The following describes the end-to-end flow of a private order:

  1. Private Mode Activation — The user enables Private Mode. The client resolves or registers the user's shielded wallet.
  2. Stealth Address Generation — For each order, the client derives a fresh stealth address from the shielded wallet's keys.
  3. Order Construction — The order is constructed using the stealth address as the signer identity, rather than the user's public wallet.
  4. ZK Proof Generation — A ZK proof is generated client-side, attesting to balance sufficiency and ownership without revealing sensitive data.
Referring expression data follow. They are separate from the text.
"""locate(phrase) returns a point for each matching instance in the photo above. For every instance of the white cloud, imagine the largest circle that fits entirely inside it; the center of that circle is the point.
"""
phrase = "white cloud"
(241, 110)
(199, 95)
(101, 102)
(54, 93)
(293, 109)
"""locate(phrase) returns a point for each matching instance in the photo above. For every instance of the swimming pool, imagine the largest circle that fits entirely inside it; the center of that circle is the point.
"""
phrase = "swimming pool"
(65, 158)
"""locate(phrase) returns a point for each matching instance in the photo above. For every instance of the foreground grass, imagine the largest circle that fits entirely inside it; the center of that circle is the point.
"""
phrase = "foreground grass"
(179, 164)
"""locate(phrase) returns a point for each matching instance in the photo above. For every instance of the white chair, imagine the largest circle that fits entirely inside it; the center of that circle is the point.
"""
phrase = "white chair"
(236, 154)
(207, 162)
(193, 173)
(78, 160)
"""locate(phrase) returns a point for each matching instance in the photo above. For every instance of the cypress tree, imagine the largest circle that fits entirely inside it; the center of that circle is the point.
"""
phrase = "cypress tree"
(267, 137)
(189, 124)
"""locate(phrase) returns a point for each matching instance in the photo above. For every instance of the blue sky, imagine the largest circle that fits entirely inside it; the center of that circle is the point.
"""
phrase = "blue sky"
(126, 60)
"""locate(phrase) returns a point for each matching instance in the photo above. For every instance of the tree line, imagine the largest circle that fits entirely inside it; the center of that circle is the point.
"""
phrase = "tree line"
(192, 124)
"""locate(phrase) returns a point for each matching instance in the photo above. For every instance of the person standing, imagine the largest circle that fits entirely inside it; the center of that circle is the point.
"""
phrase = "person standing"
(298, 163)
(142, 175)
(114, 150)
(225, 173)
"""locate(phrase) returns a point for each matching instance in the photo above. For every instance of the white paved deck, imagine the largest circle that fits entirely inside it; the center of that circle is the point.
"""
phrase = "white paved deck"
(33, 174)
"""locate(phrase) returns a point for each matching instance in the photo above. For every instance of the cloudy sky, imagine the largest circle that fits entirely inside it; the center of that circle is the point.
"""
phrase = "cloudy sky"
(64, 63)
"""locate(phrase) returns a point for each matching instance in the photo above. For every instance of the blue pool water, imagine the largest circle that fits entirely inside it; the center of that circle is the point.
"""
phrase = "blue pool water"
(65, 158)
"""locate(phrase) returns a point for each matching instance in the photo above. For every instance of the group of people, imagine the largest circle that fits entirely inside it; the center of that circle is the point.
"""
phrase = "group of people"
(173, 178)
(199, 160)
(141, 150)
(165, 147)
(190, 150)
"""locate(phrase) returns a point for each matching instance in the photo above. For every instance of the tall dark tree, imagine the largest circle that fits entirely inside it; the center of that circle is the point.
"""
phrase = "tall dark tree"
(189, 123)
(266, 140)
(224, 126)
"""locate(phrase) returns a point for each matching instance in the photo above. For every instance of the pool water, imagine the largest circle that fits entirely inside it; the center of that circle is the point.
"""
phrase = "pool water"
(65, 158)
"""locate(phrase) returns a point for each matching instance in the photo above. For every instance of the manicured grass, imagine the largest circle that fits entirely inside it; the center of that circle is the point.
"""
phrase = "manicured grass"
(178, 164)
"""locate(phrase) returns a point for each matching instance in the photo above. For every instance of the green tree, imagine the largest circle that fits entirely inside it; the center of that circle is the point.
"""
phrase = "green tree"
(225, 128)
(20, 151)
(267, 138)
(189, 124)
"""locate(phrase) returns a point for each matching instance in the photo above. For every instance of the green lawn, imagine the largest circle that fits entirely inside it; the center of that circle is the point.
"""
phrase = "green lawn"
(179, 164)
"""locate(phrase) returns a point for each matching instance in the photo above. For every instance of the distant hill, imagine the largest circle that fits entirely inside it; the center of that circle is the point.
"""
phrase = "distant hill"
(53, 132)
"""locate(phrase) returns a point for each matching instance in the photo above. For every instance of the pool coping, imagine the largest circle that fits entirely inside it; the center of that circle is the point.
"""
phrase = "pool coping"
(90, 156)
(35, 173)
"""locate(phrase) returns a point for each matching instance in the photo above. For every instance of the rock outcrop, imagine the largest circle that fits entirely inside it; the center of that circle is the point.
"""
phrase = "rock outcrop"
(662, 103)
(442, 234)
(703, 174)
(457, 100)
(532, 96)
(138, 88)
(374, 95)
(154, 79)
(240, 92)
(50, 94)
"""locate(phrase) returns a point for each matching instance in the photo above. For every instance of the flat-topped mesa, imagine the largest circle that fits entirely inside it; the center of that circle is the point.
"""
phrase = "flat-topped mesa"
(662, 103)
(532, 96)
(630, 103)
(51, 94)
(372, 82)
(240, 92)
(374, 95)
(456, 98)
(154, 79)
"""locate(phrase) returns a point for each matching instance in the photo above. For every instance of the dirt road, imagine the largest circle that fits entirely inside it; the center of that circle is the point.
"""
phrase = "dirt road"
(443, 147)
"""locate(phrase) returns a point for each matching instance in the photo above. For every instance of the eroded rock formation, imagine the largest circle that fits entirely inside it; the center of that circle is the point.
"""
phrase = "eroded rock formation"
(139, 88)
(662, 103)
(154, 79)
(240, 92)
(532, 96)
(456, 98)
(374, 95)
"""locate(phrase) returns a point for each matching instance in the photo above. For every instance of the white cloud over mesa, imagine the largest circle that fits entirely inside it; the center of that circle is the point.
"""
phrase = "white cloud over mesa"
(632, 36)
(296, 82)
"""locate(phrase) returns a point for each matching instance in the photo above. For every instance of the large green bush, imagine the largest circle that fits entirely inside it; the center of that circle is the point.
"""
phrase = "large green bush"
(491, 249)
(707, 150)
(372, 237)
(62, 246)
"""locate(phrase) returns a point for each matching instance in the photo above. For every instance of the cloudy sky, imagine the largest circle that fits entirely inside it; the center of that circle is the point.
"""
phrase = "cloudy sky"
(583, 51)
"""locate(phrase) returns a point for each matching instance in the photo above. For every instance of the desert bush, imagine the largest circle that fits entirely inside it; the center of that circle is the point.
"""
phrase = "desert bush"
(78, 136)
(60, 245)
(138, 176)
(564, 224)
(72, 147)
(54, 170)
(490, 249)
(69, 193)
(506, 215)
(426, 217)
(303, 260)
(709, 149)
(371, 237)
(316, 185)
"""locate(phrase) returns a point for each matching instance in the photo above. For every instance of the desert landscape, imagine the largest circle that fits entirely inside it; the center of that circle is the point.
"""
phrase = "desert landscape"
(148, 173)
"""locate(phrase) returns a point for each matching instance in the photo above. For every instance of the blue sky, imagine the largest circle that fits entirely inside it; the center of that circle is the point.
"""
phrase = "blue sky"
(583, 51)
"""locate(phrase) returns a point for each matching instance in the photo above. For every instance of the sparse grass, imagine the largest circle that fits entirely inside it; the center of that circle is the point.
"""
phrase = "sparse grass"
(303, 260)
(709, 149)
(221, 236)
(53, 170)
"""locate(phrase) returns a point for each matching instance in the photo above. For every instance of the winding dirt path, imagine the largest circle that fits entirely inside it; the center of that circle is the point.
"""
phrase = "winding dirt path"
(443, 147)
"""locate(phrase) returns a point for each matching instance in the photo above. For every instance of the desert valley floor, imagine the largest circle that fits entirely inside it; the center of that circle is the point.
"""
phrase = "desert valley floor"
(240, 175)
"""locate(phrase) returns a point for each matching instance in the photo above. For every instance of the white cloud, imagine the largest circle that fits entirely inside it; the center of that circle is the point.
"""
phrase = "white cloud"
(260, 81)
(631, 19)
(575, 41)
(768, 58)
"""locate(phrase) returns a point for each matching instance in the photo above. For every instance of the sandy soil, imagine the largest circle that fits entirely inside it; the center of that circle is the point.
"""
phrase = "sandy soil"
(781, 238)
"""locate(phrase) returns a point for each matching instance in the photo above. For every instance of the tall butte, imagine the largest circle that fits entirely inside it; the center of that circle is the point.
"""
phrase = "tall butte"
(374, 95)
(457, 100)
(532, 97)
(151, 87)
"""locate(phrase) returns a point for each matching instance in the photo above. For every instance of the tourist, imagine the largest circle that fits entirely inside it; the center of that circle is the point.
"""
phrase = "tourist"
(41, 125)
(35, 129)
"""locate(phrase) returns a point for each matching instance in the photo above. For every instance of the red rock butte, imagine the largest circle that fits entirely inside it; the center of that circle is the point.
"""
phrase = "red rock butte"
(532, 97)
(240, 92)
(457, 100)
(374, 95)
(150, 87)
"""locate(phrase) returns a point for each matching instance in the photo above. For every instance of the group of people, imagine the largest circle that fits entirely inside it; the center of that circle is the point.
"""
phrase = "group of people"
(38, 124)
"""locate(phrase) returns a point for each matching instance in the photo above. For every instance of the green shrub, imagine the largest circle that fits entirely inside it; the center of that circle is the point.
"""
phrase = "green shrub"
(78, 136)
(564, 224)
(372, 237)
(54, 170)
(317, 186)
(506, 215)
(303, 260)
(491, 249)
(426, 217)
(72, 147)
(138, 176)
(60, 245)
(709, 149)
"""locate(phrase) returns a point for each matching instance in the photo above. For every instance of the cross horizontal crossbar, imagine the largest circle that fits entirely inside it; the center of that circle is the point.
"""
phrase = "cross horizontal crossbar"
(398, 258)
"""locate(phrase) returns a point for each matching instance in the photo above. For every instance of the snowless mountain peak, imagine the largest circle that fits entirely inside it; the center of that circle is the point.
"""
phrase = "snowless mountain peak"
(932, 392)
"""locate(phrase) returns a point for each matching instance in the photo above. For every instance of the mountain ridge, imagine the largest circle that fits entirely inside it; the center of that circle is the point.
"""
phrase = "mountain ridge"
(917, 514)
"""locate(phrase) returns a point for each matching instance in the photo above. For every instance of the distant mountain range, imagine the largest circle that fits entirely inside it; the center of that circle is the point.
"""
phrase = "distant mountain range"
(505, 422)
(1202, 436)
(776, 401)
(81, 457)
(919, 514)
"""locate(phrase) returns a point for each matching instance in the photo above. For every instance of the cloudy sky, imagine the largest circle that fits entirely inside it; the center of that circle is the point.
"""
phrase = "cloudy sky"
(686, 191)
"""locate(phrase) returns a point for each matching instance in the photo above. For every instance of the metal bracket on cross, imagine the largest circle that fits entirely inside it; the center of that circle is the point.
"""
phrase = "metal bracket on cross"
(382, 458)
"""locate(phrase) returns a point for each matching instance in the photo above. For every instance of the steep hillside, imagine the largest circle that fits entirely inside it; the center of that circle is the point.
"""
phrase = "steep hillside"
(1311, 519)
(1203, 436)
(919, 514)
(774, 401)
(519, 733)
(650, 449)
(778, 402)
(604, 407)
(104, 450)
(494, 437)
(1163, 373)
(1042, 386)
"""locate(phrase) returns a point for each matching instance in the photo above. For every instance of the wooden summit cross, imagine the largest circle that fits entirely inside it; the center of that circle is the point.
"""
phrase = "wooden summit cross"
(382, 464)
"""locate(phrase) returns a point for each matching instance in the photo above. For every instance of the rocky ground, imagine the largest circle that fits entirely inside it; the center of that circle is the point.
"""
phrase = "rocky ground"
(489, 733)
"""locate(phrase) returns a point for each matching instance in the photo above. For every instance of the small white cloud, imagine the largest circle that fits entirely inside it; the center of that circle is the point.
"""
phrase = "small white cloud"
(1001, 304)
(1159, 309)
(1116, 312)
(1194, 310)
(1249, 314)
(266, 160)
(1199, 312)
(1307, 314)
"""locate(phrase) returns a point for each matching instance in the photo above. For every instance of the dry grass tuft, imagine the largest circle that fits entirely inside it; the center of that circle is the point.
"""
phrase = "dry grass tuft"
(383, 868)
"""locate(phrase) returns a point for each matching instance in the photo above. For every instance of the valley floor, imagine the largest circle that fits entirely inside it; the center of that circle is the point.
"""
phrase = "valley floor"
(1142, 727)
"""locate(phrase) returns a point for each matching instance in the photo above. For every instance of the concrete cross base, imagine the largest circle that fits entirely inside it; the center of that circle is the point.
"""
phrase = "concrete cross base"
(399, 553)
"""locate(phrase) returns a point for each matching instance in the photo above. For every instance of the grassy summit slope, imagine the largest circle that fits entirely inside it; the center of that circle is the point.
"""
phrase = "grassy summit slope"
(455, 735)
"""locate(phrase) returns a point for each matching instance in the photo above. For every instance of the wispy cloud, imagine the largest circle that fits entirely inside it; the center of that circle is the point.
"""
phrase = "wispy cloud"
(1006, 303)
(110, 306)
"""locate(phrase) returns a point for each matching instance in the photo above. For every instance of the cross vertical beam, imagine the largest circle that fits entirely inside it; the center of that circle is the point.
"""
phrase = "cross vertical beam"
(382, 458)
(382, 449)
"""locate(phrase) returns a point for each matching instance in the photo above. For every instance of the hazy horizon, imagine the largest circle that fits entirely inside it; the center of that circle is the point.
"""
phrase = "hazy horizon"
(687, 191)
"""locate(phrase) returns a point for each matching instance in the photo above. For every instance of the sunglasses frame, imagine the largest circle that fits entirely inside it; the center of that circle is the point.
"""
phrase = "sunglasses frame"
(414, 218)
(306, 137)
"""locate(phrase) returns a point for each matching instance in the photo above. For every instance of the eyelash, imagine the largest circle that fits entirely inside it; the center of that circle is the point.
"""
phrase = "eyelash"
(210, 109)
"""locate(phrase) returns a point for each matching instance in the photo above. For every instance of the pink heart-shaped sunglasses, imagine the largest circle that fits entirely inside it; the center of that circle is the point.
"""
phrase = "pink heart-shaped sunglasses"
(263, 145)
  5. Order Submission — The order, along with its ZK proof, is submitted to the off-chain execution layer.
  6. Matching & Execution — The order is matched in Winnr's order book. The execution layer verifies the ZK proof before accepting the order.
  7. On-chain Settlement — Settled trades are committed on-chain. The settlement references the stealth address, keeping the user's main wallet address fully decoupled from market activity.
info

Further technical details on the ZK circuit specifications, proof formats, and on-chain program interfaces will be published as the implementation is finalized.